Advisors are jumping into social media to communicate with clients, generate new business and even service clients. However, many chief compliance officers ("CCOs") are confused on how to proceed.
Social media is an incredibly powerful medium to efficiently build brand awareness, demonstrate knowledge and expertise among your audience, communicate with prospective clients, deepen relationships with and serve your existing clients. It can become a powerful tool in your content marketing arsenal if your firm commits to a long term, strategic approach to social media engagement .
This blog post focuses on how CCOs can properly implement social media activity within their RIA firm. For guidance on specific social sites, see our presentation, "Confident and Compliant Social Media for Advisors" .
RIA Social Media Compliance In a Nutshell
CCOs should establish usage guidelines that are communicated through a formal social media policy. This policy will define who within your firm can use social media, which sites are allowed and what your expectations are with respect to their use. Be sure to include IARs, solicitors and any third-parties that are subject to your policies and procedures.
When determining which social media sites may be used, some factors to consider include:
CCOs are responsible for providing guidance on appropriate and inappropriate social media usage. One way of doing so is to establish written content standards that consider the risks that certain activities invite to your firm. These standards should specifically address the use of performance results, security recommendations or specific references to the services you provide to advisory clients.
Note: Because of the accompanying risks, most RIAs do not allow content related to security recommendations or references to specific services.
Pre-approval is not a requirement. If you elect to not pre-approve social media activity, you should be prepared to articulate your rationale for why you believe "after-the-fact" social media activity review is sufficient for your circumstances.
Most CCOs allow third-parties to post content on their firm's social sites. Third-party content may include: articles, forward links or other messages.
To be somewhat more conservative, some firms limit third-party interactions to "one way postings", where IARs post on the firm's social media sites but do not interact with or respond to third-parties. Even more conservative firms will limit third-party postings to authorized users only and/or prohibit posts by the general public.
Which approach to take comes down to a business decision on your part. If your firm does allow third-party content, just be sure that you have procedures in place to monitor these posts for inappropriate content (e.g. testimonials).
Like all other advertising activities, CCOs are responsible for effectively monitoring communications that are available to the general public. To demonstrate this ability to monitor, we strongly encourage RIAs to use a social media archiving solution that allows the CCO to not only abide by books and records requirements (see below) but also monitor activity. These monitoring procedures should be laid out in your social media policy.

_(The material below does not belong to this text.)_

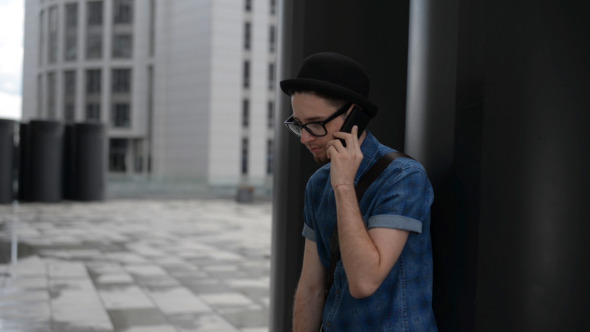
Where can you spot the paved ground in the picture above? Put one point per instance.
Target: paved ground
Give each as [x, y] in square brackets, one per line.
[136, 266]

If your firm is a hybrid RIA (advisory persons are also associated with a broker-dealer) you will also have to follow the technology and process requirements set forth by the broker-dealer. Pure RIAs are left with the decision to implement monitoring and archiving software or have a process to enable the firm to effectively meet the advertising, supervision and records requirements. A smaller advisor with only intermittent postings may opt for a well-defined workflow process to review and archive social media content. A firm with more frequent activity or several posters, will likely find that the opportunity cost of their time is higher than the cost of social media surveillance and archiving tools.
CCOs are obligated to maintain records of any social media activity that may be deemed a "required record” for five years following the last year it was used. Rather than making this determination on a case by case basis, most RIAs have adopted an overarching policy of archiving all social media communications.
IARs may not alter any settings within social media sites that interfere with or preclude your firm from archiving communications. In cooperation with these policies, IARs may not destroy or alter any communications after they have been posted on a social media site (i.e. an attempt to alter archives)
Through the Regulator's Eyes
The most important thing to remember is that ALL social media is within the scope of "advertising" and subject to all aspects of the "advertising rule" that defines your responsibilities as an RIA. (Yes, this includes LinkedIn profiles.)
Social media is a very high priority for both SEC and state regulators today. While they are continuously trying to keep up with the added complexities that accompany these new tools (See: SEC National Examination Risk Alert, "Investment Adviser Use of Social Media" ), it is probably fair to say that social media regulatory oversight is here to stay and will continue to evolve.
To get a sense of one state regulator's findings during a social media sweep in 2012, see this deficiency letter that was sent to a state-regulated RIA in 2012.